Galatasarayla oynanan maçta hakemlere de değinmeden geçemeyeceğim. Oyun normal seyrinde ve seyirci herhangi bir taşkınlık yapmamışken yaşanan bir pozisyon sonrası, oyun da kimi anlarda haddinden fazla sertleşti seyirci de gerginleşti. Muhammed Baygül’ün bir pozisyonundan bahsediyorum. Kendisine çalınan bir faul sonrası yaptığı tamamen refleks bir karara itiraz jesti nedeniyle hakem takdirini bir de üzerine teknik faul çalmaktan yana kullandı. Bence o an, daha sonrasında da yaşanacak başka bir takım haksızlıkların da başlangıcı ve haksızlıklar zincirinin ilk halkası oldu... Çünkü artık oyuncular da, teknik heyetler de, seyirci de gerilmiş vaziyetteydi! Karşıyaka’ya yönelik bu birinci haksızlık hakem kaynaklıydı ve dahası da olmadı değil ama burada sadece hakemlerden kaynaklanan haksızlıkları yazmaya kalksam bile satırlar yetmeyeceğinden diğer bazı başka nedenlerden kaynaklanan haksızlıklara geçiş yapıp hakem konusunu bu kadarla sınırlı tutmak istiyorum...
Bir diğer ve bence çook çok çok daha büyük haksızlık ise Karşıyaka’nın kendi seyircisinden kaynaklanan bir durumdu. Tıpkı kaybedilen eurochallenge şampiyonluğuna mal olan aptallık gibi bu maçta da benzer bir aptallık yapıldı! Neyse ki bu kez bu düşüncesizce ve resmen takıma ihanet olarak kabul edilebilecek davranış Karşıyaka’nın kaybetmesine yol açmadı ama olabilirdi de... Sahaya atılan bir çakmak, yapılan üçüncü anons ve prosedür gereği üçüncü anonsdan sonra verilen 15 dakika aradan bahsediyorum! Yazık, cidden çok yazık..! Takım öndeyken ve tam da iyi bir ivme yakalamışken yapılan bu ihanet neticesinde soğuyan oyuncular belki de maçı kaybedebilirlerdi. Bu mudur yani gönül verdiğin renkleri desteklemek, bu mudur yani Karşıyakalılık?!
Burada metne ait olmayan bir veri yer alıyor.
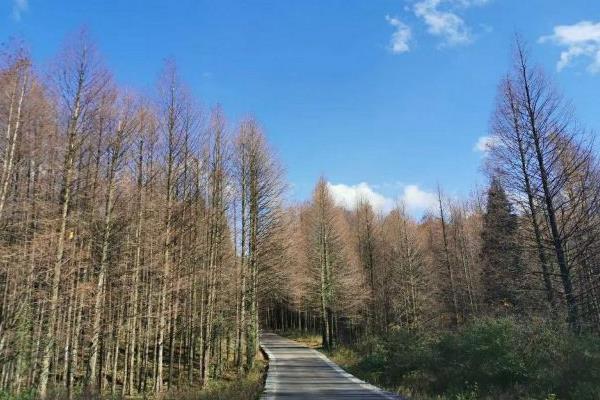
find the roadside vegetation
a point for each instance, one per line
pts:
(485, 359)
(231, 386)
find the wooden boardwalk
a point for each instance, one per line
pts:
(298, 372)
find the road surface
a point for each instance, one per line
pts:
(298, 372)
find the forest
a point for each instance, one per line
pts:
(146, 241)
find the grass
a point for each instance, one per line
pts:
(486, 359)
(248, 387)
(231, 387)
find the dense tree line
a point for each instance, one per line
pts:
(145, 241)
(133, 230)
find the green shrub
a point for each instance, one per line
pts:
(487, 358)
(485, 353)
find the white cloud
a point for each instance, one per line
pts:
(444, 23)
(347, 196)
(400, 42)
(413, 197)
(484, 143)
(19, 7)
(579, 40)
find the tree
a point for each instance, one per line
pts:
(500, 253)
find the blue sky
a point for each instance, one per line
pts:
(386, 98)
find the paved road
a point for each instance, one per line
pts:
(298, 372)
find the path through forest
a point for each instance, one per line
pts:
(298, 372)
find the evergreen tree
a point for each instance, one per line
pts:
(500, 252)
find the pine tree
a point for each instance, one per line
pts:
(500, 253)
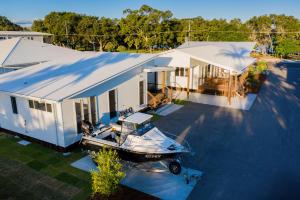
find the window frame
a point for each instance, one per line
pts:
(14, 105)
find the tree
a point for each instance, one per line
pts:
(109, 173)
(287, 46)
(6, 25)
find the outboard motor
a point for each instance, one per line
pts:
(87, 127)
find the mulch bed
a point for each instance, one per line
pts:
(125, 193)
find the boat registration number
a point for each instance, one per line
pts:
(153, 156)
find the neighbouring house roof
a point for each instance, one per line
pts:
(69, 76)
(21, 51)
(234, 56)
(23, 33)
(138, 118)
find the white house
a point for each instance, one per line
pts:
(30, 35)
(20, 52)
(48, 101)
(204, 67)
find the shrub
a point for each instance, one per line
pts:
(109, 173)
(261, 67)
(121, 48)
(110, 47)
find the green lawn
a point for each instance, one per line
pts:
(38, 172)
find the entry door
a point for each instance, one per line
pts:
(112, 104)
(78, 116)
(142, 96)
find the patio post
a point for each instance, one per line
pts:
(163, 82)
(188, 83)
(229, 89)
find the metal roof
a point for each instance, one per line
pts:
(23, 33)
(137, 118)
(20, 51)
(234, 56)
(71, 75)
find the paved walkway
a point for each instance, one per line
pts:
(222, 101)
(251, 154)
(162, 185)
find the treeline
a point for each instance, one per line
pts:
(150, 29)
(6, 25)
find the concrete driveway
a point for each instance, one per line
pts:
(251, 154)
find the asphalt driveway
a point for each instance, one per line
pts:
(251, 154)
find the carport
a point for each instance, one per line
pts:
(213, 68)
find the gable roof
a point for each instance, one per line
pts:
(69, 76)
(234, 56)
(23, 33)
(21, 51)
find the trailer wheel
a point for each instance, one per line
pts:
(175, 167)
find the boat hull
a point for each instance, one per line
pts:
(132, 156)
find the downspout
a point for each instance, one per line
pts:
(56, 123)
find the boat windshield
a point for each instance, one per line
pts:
(137, 129)
(144, 128)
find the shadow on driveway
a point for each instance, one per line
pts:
(246, 154)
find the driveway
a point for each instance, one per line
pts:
(251, 154)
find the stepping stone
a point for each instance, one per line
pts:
(24, 142)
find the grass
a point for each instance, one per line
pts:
(44, 171)
(37, 172)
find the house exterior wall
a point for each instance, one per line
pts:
(29, 37)
(38, 124)
(127, 96)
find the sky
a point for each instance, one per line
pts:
(29, 10)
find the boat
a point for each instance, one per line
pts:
(135, 139)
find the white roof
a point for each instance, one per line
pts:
(158, 69)
(20, 51)
(69, 76)
(137, 118)
(234, 56)
(23, 33)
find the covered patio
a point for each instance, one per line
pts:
(212, 68)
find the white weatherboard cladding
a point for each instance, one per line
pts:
(128, 93)
(173, 58)
(103, 107)
(30, 122)
(69, 122)
(68, 77)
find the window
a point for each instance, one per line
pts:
(93, 110)
(42, 106)
(36, 104)
(78, 116)
(49, 107)
(30, 104)
(142, 92)
(14, 105)
(177, 71)
(181, 71)
(186, 72)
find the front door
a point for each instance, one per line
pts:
(112, 104)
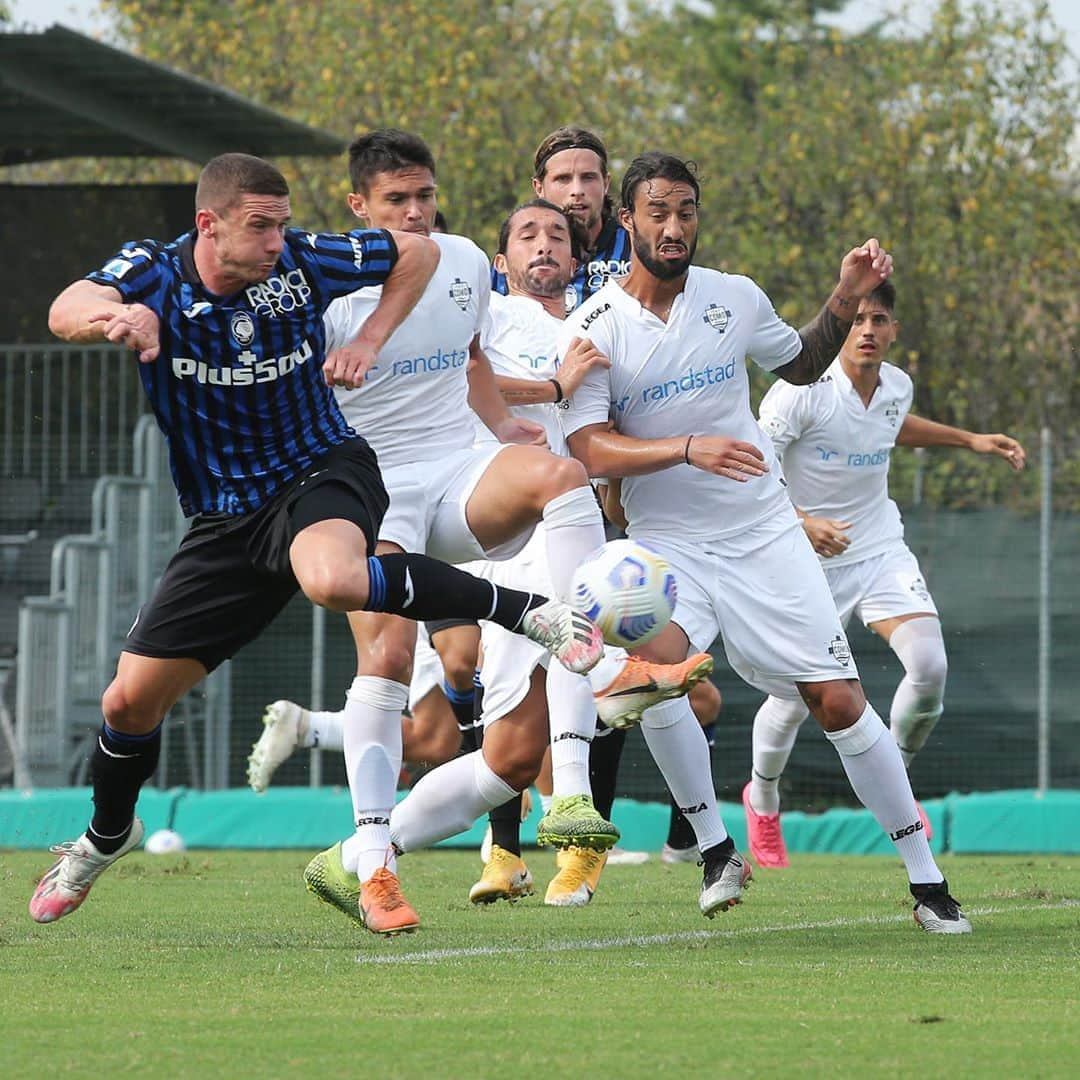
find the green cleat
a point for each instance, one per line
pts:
(326, 877)
(574, 822)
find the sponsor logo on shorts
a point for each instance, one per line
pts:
(839, 650)
(906, 831)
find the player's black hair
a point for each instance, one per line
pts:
(386, 150)
(886, 295)
(571, 138)
(228, 176)
(658, 165)
(577, 244)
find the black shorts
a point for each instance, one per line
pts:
(434, 625)
(231, 575)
Ergin Ataman gerek Beşiktaş ile gerekse Galatasaray ile elde ettiği iki avrupa şampiyonluğu, yanısıra ulusal düzeyde de elde ettiği kupa ve şampiyonluklar, milli takım koçluğuna varan kariyeriyle rüştünü ispatlamış bir koç. Kendisine bu anlamda saygı duyulması lazım. Bununla birlikte çoğu zaman ağzından çıkanı kulağı duymayan birisinin ancak söyleyebileceği bazı maç sonu açıklamaları itibariyle de sicili oldukça kabarık bir şahsiyet. Tıpkı geçmişte oynanan bir Galatasaray-Kızılyıldız maçı öncesi öldürülen Sırp taraftarın ardından ettiği ‘’terörist’’ lafı gibi son oynanan Karşıyaka maçı sonrası da akılla ve vicdanla bağdaşmayan açıklamalar yapmış durumda. Şöyle ki; ‘’Mustafa Kemal’in askerleriyiz diyen beş bin kişi şunu unutmasın, Atatürk önce ahlak demiş. Önce ahlaklı olsunlar, sonra gelip maç izlesinler...’’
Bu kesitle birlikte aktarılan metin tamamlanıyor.